While the sport might be different — volleyball instead of basketball — the sentiment is certainly the same for four archdiocesan Catholic schools who competed for state championship titles this past weekend.

Topeka’s Hayden High School and Lenexa’s St. James Academy vied for the rights to the 4A state championship title on Oct. 26, while Overland Park’s St. Thomas Aquinas High School and Roeland Park’s Bishop Miege High School battled for the 5A state bragging rights.

While it is a bit of an anomaly to have four Catholic schools competing for state titles in the same sport at one time, coaches say it was not unexpected given the talent level on all four teams.

“I know the caliber of each team, so it was not a surprise,” said Gwen Pike, head volleyball coach at Bishop Miege High school. “Every team has quality players.”

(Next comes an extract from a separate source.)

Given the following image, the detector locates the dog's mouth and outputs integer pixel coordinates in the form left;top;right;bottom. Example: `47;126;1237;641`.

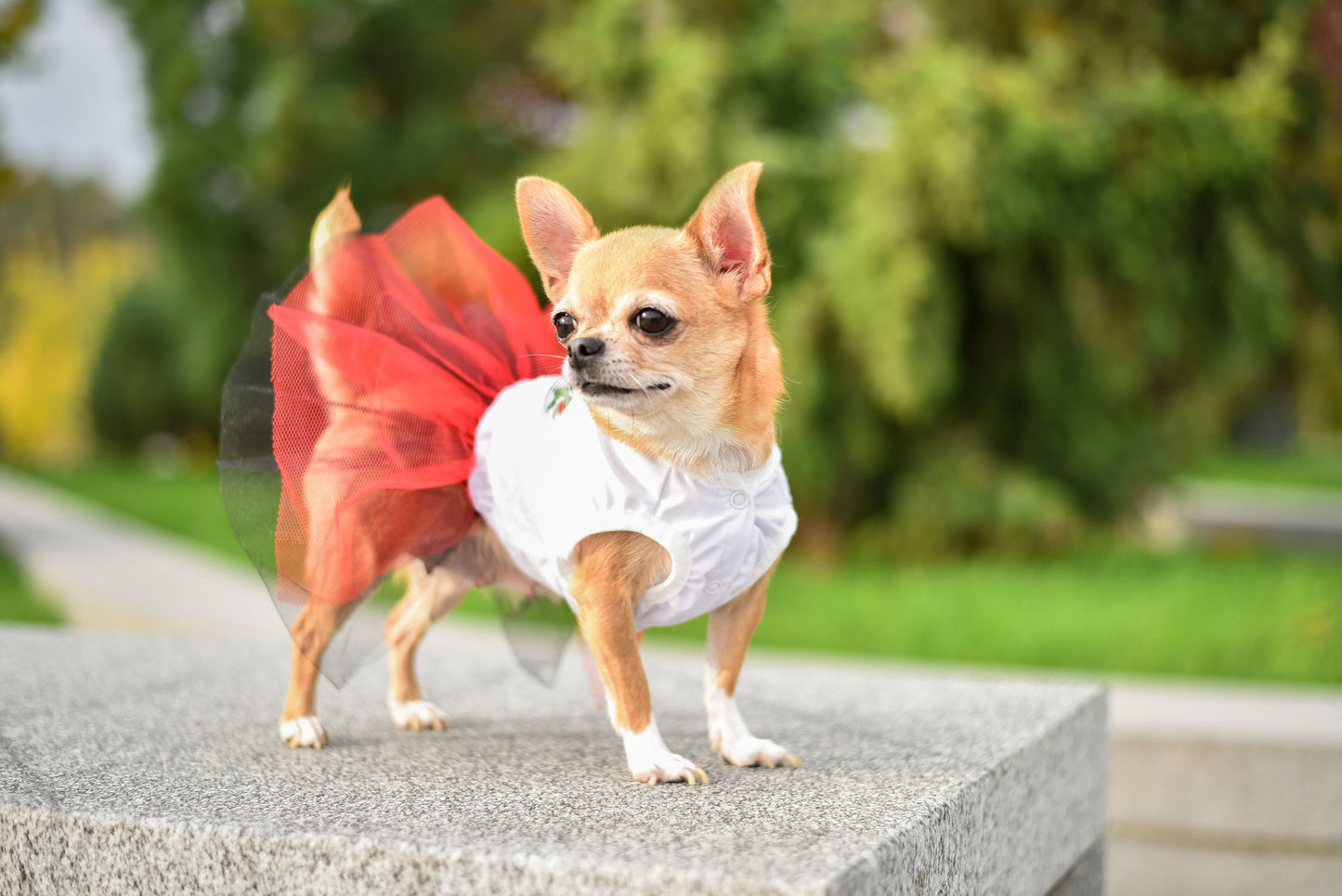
577;380;671;397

In addition to a lot of talent on the benches, coaches also felt that the work ethic of their teams factored into their success.

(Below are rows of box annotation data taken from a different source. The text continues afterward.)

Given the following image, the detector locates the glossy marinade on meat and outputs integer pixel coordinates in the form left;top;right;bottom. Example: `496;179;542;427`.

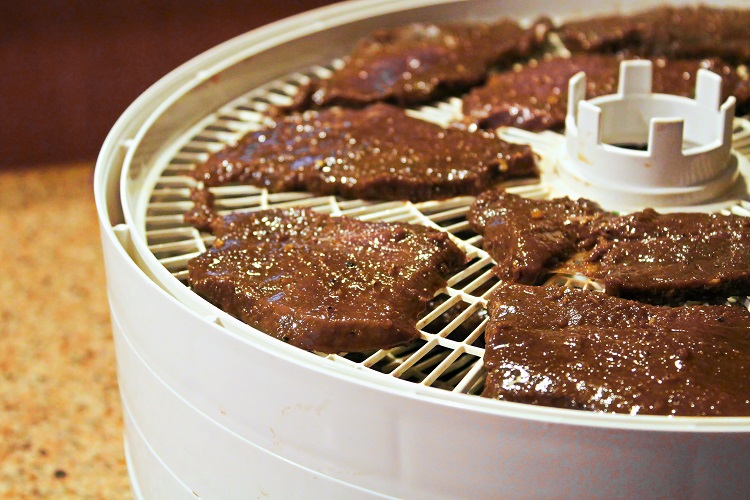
188;209;465;353
191;104;538;205
483;285;750;416
292;19;549;109
467;190;750;303
557;5;750;64
467;189;605;284
557;209;750;303
463;54;750;131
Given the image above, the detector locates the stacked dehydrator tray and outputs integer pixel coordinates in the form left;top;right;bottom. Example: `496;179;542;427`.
95;0;750;499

“The Catholic school system in volleyball is very good,” said Hayden’s head volleyball coach Jesica Farmer-Walter. “We’re all strong competitors, and all the kids play in the off-season. The more you play, the better you get.”

Although the other Catholics schools already boasted a solid winning tradition, St. James was sort of the new kid on the block.

“I think the Catholic schools here have a tradition of being a winning program, and that’s intimidating to other programs,” said Nancy Dorsey, head volleyball coach at St. James Academy. “Obviously in our case, we have not been around very long. But we did very well last season with just freshmen and sophomores, so there were high expectations for us this season.”

To call any of these teams simply “good” fails to do it justice. They have each enjoyed unparalleled success during the 2007 season. St. James Academy, a team with no seniors, boasted a record of 45-1. Bishop Miege’s record stood at 42-2, and the team had been ranked as high as fourth nationally throughout their season. Hayden set a record of 40-5 in its road to the state 4A championship. And St.Thomas Aquinas won the state 5A championship with a record of 39-3.

In regular season matchups, St. James beat Hayden twice. Bishop Miege beat Aquinas three times.

“Kids start playing sports at a young age with CYO, so they get a taste of the sport and what it’s like to be part of a good team at an early age,” said Pike. “I think each of the schools has very competitive programs at every level, varsity through freshmen, and that creates a strong sense of community, as well as high expectations in each program.”

Dorsey also cited the larger school community as a contributor to her team’s success.

“The support is just amazing. Our student body organizes cheers, and there’s one student who rallies everyone. It makes for a great atmosphere. I played volleyball in college, and I told my girls I never played for a crowd like this before,” said Dorsey.

Hayden, Bishop Miege and St. Thomas Aquinas really benefited from veteran players as well. With the exception of St. James, the clubs had a minimum of five seniors per team.

“We had really strong senior leadership, and the whole team followed suit,” said Pike. “This was a team of tremendous talent and respect for one another and the game.”

Even though it seems hard to top the success experienced by these teams in 2007, each is looking forward to the opportunities next season will bring to build on what has been accomplished this year.

“I expect all four teams to be very competitive next year, and for each team to do well again,” said Pike.